The BigQuery ClickPipe provides a fully-managed and resilient way to ingest data from BigQuery into ClickHouse Cloud. In Private Preview, it supports the initial load replication method to help you bulk load BigQuery datasets for exploration and protyping. CDC will be supported in the future — in the meantime, we recommend using the Google Cloud Storage ClickPipe to continuously sync BigQuery data exports into ClickHouse Cloud once the initial load is completed.
BigQuery ClickPipes can be deployed and managed manually using the ClickPipes UI, as well as programmatically using OpenAPI and Terraform.
Pre-requisites
-
You must have privileges to manage service accounts and IAM roles in your GCP project, or get assistance from an administrator. We recommend creating a dedicated service account with the minimum required set of permissions following the official documentation.
-
The initial load process requires a user-provided Google Cloud Storage (GCS) bucket for staging. We recommend creating a dedicated bucket for your ClickPipe following the official documentation. In the future, the intermediary bucket will be provided and managed by ClickPipes.
Select the data source
1. In ClickHouse Cloud, select Data sources in the main navigation menu and click Create ClickPipe.
2. Click the BigQuery tile.
Setup your ClickPipe connection
To setup a new ClickPipe, you must provide details on how to connect to and authenticate with your BigQuery data warehouse, as well as a staging GCS bucket.
1. Upload the .json key for the service account you created for ClickPipes. Ensure the service account has the minimum required set of permissions.

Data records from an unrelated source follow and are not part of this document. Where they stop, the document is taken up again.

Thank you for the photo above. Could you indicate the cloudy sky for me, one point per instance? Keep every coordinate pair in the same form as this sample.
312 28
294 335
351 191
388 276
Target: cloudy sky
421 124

2. Select the Replication method. In Private Preview, the only supported option is Initial load only.
3. Provide the path to the GCS bucket for staging data during the initial load.
4. Click Next to validate.
Configure your ClickPipe
Depending on the size of your BigQuery dataset, or the total size of the tables you want to sync, you might need to adjust the default ingestion settings for the ClickPipe.
Configure tables
1. Select the ClickHouse database where you want the BigQuery tables to be replicated to. You can select an existing database or create a new one.
2. Select the tables and, optionally, the columns you want to replicate. Only datasets that the provided service account has access to will be listed.
3. For each selected table, make sure to define a custom sorting key under Advanced settings > Use a custom sorting key. In the future, the sorting key will be automatically inferred based on existing clustering or partitioning keys in the upstream database.
You must define a sorting key for the replicated tables in order to optimize query performance in ClickHouse. Otherwise, the sorting key will be set as tuple(), which means no primary index will be created and ClickHouse will perform full table scans for all queries on the table.
Configure permissions
Finally, you can configure permissions for the internal ClickPipes user.
Permissions: ClickPipes will create a dedicated user for writing data into a destination table. You can select a role for this internal user using a custom role or one of the predefined roles:
Full access: full access to the cluster. Required if you use materialized views or dictionary with the destination table.Only destination: insert permissions to the destination table only.
Complete setup
Click Create ClickPipe to complete the setup. You'll be redirected to the overview page, where you can the progress of the initial load and click through to see the details for your BigQuery ClickPipes.